Complex Cognition: A New Theoretical Foundation for the Design and Evaluation of Visual Analytics Systems
New 27-page paper argues current HCI methods fail to measure complex reasoning in data analysis tools.
Researcher Xiaolong Zhang has published a foundational paper on arXiv titled 'Complex Cognition: A New Theoretical Foundation for the Design and Evaluation of Visual Analytics Systems.' The 27-page work argues that the current Human-Computer Interaction (HCI) research paradigm, used to design tools like Tableau and Looker, suffers from a critical mismatch. It applies methods developed for simple cognitive tasks (e.g., perceiving color or spatial relationships) to evaluate systems meant for complex analytical behaviors like reasoning, problem-solving, and decision-making. This flaw, Zhang contends, undermines both the internal validity of a system's design and the external validity of the research methods themselves, limiting scientific progress in the field.
The paper proposes a shift toward theoretical foundations from 'complex cognition' to bridge this gap. It analyzes how current design and evaluation methods constrain research validity and explores connections between complex cognition theories and real-world visual analytics tasks. Specifically, Zhang suggests that problem-solving theories from cognitive science can provide a more robust framework to guide future system design and evaluation. This move could fundamentally change how researchers and companies prototype, test, and validate the next generation of business intelligence and data exploration platforms, ensuring they truly enhance human analytical reasoning rather than just visual perception.
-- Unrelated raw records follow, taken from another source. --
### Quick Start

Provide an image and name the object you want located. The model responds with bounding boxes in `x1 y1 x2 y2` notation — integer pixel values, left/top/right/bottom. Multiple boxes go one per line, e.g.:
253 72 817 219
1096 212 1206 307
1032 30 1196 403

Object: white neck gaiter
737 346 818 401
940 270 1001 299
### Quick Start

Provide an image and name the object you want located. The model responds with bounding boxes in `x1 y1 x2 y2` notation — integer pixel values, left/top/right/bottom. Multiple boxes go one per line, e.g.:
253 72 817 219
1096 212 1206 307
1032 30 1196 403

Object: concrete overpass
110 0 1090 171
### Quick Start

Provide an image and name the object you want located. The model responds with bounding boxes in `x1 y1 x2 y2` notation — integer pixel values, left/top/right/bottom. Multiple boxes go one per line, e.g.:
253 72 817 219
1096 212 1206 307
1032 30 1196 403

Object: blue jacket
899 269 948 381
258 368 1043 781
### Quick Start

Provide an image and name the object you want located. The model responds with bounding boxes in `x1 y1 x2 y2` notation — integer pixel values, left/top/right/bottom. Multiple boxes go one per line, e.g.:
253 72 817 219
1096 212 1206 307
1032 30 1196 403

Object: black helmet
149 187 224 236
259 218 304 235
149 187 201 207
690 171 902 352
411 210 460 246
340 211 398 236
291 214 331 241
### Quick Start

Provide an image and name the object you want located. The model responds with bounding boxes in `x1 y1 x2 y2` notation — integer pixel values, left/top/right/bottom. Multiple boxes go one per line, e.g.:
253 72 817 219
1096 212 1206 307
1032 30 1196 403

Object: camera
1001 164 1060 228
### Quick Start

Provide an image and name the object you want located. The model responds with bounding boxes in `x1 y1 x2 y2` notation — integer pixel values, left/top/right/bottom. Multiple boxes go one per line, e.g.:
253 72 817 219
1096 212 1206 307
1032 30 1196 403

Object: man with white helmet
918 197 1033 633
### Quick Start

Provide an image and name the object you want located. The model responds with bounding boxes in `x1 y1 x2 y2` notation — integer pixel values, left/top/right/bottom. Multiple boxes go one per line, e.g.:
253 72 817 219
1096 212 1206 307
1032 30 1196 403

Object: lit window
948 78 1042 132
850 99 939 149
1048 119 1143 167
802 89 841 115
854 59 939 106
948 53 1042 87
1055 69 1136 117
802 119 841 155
- Identifies a core mismatch: using simple perception tests (color, layout) to evaluate tools for complex reasoning and decision-making.
- Proposes adopting 'complex cognition' theories from psychology to build new, more valid design and evaluation frameworks.
- Aims to improve both internal validity (does the system work as theorized?) and external validity (do the findings generalize?) of research.
Why It Matters
Could lead to BI and analytics tools that are scientifically proven to enhance human reasoning, not just visualization.